While reduced cost and increased safety was critical, so too was performance for its size, and the ability to break the occasional established speed record. We had to look for relatively inexpensive ways to increase performance with a smaller platform. One way to do this was to increase the keel draft. Another fertile area has to do with the canting keel-pin axis. This is an area of substantial increased performance relative to the VO70. With the 70, the keel pin axis was constrained to lie on the water plane and the center plane. What we have now on the VO65 is an inclined keel pin, angles at 5 degrees (see diagram on p. 60), so when the keel fin is canted it’s actually providing lift for the boat. We have a little bit of a balancing act here because the keel fin is lifting the whole boat out of the water, which reduces drag, but it also reduces the boat’s stability. The teams will have to re-learn their daggerboard settings and their keel use to find the best balance now that this area works so differently.

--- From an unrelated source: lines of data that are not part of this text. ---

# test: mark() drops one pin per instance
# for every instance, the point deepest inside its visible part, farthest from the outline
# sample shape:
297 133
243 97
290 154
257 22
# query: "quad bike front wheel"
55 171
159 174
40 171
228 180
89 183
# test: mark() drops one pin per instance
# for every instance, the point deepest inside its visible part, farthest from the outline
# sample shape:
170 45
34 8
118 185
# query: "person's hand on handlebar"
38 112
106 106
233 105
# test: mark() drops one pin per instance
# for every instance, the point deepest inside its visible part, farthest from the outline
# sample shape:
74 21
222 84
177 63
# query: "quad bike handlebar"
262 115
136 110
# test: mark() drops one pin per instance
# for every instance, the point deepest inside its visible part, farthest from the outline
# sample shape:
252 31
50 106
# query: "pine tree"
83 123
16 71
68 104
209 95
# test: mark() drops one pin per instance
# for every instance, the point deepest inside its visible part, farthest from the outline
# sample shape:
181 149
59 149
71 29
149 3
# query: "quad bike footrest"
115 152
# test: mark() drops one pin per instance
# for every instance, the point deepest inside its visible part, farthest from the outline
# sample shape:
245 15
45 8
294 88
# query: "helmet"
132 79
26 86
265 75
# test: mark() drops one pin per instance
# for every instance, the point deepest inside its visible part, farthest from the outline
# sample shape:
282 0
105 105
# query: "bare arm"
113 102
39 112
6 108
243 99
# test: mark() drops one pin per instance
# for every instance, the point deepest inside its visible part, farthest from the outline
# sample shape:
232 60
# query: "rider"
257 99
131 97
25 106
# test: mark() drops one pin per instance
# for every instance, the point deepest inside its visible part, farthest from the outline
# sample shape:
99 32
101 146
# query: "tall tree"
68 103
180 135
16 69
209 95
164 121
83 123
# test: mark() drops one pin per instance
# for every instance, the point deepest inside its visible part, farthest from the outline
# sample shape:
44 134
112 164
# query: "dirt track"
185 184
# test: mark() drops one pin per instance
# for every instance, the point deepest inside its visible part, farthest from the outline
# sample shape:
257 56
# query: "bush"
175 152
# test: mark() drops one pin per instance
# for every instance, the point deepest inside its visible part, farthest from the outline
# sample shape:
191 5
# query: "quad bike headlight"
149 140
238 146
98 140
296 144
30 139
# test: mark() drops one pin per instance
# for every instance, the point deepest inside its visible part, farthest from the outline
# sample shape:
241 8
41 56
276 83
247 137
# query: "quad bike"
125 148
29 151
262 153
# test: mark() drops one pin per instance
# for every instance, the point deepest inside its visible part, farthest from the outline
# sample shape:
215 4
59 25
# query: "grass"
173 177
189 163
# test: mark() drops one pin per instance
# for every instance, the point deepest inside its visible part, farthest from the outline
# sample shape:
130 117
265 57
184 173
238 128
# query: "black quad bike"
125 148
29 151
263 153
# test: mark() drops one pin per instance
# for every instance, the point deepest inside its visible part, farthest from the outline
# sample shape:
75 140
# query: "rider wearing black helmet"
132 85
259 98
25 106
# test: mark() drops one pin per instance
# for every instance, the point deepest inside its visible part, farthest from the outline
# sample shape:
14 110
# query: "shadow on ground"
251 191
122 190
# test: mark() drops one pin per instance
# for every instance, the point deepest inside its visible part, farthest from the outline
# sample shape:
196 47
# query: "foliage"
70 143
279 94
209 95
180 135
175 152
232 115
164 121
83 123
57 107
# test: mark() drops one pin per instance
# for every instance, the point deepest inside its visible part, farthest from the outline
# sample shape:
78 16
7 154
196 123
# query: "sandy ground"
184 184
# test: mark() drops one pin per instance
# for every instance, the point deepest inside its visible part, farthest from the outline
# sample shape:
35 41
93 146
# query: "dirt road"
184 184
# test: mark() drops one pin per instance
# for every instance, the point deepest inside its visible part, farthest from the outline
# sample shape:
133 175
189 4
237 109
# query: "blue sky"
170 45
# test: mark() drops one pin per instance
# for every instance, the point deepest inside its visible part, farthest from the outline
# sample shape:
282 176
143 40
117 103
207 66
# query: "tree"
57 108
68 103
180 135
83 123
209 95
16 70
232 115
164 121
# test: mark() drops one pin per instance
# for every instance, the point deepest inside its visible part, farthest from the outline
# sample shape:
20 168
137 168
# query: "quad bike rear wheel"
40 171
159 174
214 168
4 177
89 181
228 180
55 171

Another area where we were able to reduce costs was with the sail plan, specifically by reducing the number of sails. One key sail of the VO70, which is no longer part of the VO65 inventory, is the overlapping genoa. The genoa was one of the biggest and hardest sails to stack and move. Removing it from the inventory acts as an equalizer for teams of smaller physical stature. Without that sail however, the total sail plan comes under pressure because of the exposed crossover gap in light air. The VO70s would sail upwind with a VMG up to 14 knots with an overlapping genoa (G1), then change to a non-overlapping jib (J1), and on up through the inventory. Without a G1 we’ve created a potential gap in the upwind inventory, so we’ve responded by increasing the total rig height. The resulting fore-triangle height is the same as the 70, and we now have a J1 that is essentially the same size as the one on the 70. By doing that we’ve added horsepower in the base upwind sail inventory, but we’ve also created a more tender boat that will have to be reefed earlier.
Efficiency on deck With an in-line winch pedestal system and twin companionway hatches, there’s now a clear path for any equipment as it comes out of the boat and moves to the back of the boat before being pulled forward. There’s a lot happening in the central pit area between the hatches. About 50 percent of the control lines come directly from the mast to the central pit, with the other remaining control lines coming from outboard, such as the daggerboards and the adjustable jib leads heading to the outboard pit areas. We grouped the control systems based on where they originate, and then made sure they could be cross-sheeted to anywhere on the boat.
Another important element in the pit area, especially from a promotion point of view, is the camera bump. The camera, and media integration, has been an important part of the design. The area with the camera mounted under the overhang provides enough shelter to conduct live interviews with some spray in the shot while providing protection for the microphone. It also gives an excellent eye level perspective of the crew working through maneuvers.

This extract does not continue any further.